"Not much, but if we are to have any more swimming across places where the bridging is broken down, we may as well have the horses that take kindly to water in front, and send that mean old beast to the rear;" and the colonel pointed to Job, which with its head on one side and an unearthly glare in its blue eye, appeared to be listening to what was being said.

"All right, we can do that here if you will lend a hand. Which shall we put the bell on?" and Ned took the bell off Job, and turned that veteran over to the second half of the train.

"Put it on this fellow; he takes to the water like an otter, and he will make a good leader. Wherever his packs can go, any of the others can follow;" and Cruickshank pointed to the great bulging bales upon the back of the buckskin.
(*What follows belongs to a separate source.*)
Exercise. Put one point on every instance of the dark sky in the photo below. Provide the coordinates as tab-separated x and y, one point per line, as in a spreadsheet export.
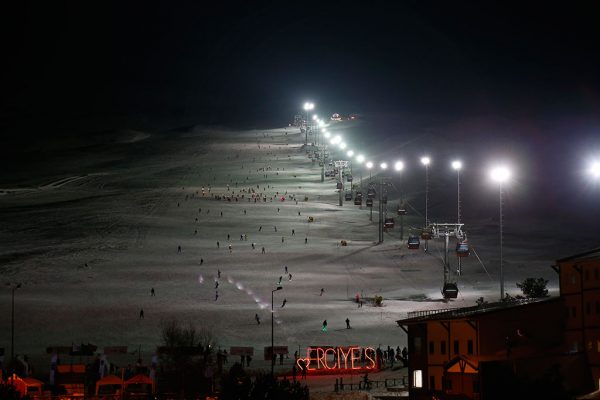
257	61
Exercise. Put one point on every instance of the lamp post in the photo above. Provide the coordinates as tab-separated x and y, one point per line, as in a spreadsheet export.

"I expect Steve and Roberts packed him, didn't they?" Cruickshank added. "Well, they aren't pretty to look at, but I guess they'll stick;" and so saying, he gave the buckskin a smack on his quarters which sent that big star-gazing brute trotting to the front, where Ned invested him with the order of the bell.

"Is it all right now, Cruickshank?" asked Corbett.

"All right."

"Forrard away then!" cried Ned, and turning he strode merrily along a narrow trail, which wound up and up across such sheer precipitous side hills as would make some men dizzy to look at. A slip in some places would have meant death to those who slipped, long before their bruised bodies could reach the edge of the lake glittering far below; but neither men in moccasins nor mountain ponies are given to slipping.

After the rain had come the sunshine and the genial warmth of spring, under the influence of which every hill was musical with new-born rivulets, and every level place brilliant with young grass. The very stone-slides blossomed in great clumps of purple gentian, and over even the stoniest places crept the tendrils of the Oregon vine, with its thorny shining leaves and flower-clusters of pale gold.

Now and again the trail rose or fell so much that it seemed to Ned as if he had passed from one season of flowers to another. Down by the lake, where the pack animals splashed along the bed of a little mountain stream, the first wild rose was opening, a mere speck of pink in the cool darkness made by the overhanging bushes. Here by the lake side, too, were numerous butterflies—great yellow and black "swallow tails," hovering in small clouds over the damp stones, or Camberwell beauties in royal purple, floating through sun and shadow on wings as graceful in flight as they were rich in colour. Higher up, where the sun had heated the stone-slides to a white heat, were more butterflies (fritillaries and commas and tortoise-shells), while now and again a flash of orange and a shrill little screech told Ned that a humming-bird went by.

In the highest places of all, where the snow still lingered in tiny patches, the red-eyed spruce-cocks hooted from the pines, the ruffed grouse strutted and boomed in the thickets, and the yellow flowers of lilies gave promise of many a meal for old Ephraim, when their sweet bulbs should be a few weeks older.